The Shared State Trap: How a FastAPI 'Optimisation' Leaked User Data
← Back
March 11, 2026Python9 min read

The Shared State Trap: How a FastAPI 'Optimisation' Leaked User Data

Published March 11, 20269 min read

We replaced Flask's request-scoped g with a plain module-level dict during our FastAPI migration. It worked perfectly in tests and staging. In production, under concurrent load, it silently served one tenant's data to a completely different user — for three days before we caught it.

The Rewrite Nobody Questioned

Four years into running a Flask 1.x reporting API, we decided to rewrite it in FastAPI. The pitch was sound: native async support for slow I/O endpoints, automatic request validation via Pydantic, and OpenAPI docs that would actually stay in sync with reality. Management approved. Engineering was excited. Two sprints later, tests were green, our slowest endpoints were 40% faster in load tests, and we deployed on a Wednesday.

By all appearances, the migration was a success. Our dashboards glowed a healthy green. Then, seventy-two hours later, the support tickets started arriving.

Wrong Data, Zero Errors

"I'm seeing reports that don't belong to my company."

The first ticket we dismissed as a frontend cache glitch.
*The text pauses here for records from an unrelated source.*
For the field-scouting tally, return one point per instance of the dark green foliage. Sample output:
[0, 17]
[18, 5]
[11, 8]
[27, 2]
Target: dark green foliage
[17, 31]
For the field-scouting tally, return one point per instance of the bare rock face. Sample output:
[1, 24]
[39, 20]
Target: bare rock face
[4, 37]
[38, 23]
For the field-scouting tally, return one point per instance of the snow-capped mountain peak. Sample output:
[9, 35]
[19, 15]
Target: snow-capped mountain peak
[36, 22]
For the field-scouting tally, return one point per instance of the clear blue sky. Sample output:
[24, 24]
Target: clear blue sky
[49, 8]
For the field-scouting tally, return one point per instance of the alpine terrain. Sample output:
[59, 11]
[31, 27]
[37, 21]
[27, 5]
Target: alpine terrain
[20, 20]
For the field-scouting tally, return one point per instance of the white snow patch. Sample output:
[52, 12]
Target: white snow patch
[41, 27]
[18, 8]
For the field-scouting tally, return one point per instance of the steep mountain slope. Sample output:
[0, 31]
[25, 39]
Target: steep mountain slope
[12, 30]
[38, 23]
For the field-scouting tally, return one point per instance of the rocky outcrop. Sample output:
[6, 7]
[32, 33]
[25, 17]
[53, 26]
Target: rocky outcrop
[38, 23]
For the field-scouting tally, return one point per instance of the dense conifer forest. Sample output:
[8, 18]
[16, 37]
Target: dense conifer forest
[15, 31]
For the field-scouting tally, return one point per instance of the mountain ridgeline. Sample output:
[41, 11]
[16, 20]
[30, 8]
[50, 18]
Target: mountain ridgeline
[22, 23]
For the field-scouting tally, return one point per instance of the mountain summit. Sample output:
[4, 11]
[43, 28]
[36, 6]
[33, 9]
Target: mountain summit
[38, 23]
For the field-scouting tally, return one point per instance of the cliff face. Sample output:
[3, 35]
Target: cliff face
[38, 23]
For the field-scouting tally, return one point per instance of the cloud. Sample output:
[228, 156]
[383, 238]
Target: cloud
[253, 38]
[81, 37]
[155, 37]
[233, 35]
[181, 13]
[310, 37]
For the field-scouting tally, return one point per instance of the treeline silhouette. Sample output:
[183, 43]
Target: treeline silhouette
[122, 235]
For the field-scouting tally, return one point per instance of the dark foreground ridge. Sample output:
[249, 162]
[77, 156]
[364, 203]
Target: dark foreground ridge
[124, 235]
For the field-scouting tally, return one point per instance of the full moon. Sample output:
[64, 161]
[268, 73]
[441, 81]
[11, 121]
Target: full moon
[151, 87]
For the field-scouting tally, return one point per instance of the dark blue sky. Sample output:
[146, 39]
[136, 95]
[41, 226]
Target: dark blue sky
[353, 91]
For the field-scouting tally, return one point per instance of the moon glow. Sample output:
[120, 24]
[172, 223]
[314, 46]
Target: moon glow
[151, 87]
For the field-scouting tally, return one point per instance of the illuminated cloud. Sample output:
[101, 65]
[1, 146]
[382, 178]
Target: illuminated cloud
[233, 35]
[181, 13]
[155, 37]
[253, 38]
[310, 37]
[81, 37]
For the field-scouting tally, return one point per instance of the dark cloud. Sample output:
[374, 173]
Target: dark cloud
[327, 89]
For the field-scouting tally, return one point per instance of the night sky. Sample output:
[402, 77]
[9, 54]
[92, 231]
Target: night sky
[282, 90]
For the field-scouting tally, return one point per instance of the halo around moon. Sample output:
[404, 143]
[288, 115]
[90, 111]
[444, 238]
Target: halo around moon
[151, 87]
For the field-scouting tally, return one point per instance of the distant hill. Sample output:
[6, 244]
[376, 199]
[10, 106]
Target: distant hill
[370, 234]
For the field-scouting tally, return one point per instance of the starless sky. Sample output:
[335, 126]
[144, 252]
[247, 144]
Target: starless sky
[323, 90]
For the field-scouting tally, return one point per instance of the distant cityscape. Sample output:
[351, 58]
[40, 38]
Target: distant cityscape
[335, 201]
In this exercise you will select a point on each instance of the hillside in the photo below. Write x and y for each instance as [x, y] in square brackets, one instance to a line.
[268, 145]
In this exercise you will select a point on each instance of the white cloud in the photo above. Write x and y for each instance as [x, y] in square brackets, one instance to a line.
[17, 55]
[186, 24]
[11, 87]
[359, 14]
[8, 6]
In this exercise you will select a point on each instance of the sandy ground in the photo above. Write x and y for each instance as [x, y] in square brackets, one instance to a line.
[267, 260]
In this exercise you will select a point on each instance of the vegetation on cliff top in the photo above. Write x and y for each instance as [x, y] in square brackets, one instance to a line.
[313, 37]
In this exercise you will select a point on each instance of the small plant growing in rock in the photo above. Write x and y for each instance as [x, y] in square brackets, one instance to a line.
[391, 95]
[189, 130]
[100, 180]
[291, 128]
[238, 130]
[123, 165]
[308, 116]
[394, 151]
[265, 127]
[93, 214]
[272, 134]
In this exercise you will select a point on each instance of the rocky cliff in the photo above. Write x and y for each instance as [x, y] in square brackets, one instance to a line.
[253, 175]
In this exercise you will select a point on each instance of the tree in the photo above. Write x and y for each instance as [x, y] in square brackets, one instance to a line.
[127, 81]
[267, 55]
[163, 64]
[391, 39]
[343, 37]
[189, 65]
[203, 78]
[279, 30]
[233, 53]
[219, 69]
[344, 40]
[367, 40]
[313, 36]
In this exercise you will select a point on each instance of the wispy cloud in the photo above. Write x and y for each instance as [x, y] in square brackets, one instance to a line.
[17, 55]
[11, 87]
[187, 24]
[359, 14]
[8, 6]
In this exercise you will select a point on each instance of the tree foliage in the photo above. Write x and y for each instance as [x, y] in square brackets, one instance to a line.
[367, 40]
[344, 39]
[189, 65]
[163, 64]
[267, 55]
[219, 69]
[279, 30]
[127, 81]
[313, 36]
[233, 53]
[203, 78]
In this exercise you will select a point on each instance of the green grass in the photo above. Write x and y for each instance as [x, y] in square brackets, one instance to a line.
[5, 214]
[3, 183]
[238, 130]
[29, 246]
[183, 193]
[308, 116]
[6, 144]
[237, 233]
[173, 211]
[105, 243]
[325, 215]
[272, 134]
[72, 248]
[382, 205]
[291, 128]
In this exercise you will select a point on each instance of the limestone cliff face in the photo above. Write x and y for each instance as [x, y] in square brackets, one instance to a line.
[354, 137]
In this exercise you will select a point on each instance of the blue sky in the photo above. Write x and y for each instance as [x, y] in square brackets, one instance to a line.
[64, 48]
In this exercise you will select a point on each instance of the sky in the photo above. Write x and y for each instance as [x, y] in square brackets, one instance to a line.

The second made us nervous. The third — with a screenshot — confirmed our worst fear: a multi-tenant data leak. Users were receiving valid, well-formed API responses with correct HTTP 200 status codes, but the data inside belonged to a different organisation.

The terrifying part? The logs were completely clean. No exceptions. No 500 errors. No suspicious query patterns. No anomalous latency spikes. Just a steady stream of healthy 200 responses that happened to contain the wrong organisation's data.

I spent the next afternoon adding deep instrumentation — logging the org_id extracted from the JWT at auth time, the org_id passed to each database query, and the org_id present on the returned rows. I deployed and waited. When the next incident hit, the log line read:

auth.org_id=2041 → query.org_id=2041 → result.org_id=1038

The auth was correct. The query filter was correct. The data that came back wasn't. Unless… the data didn't come from the database at all.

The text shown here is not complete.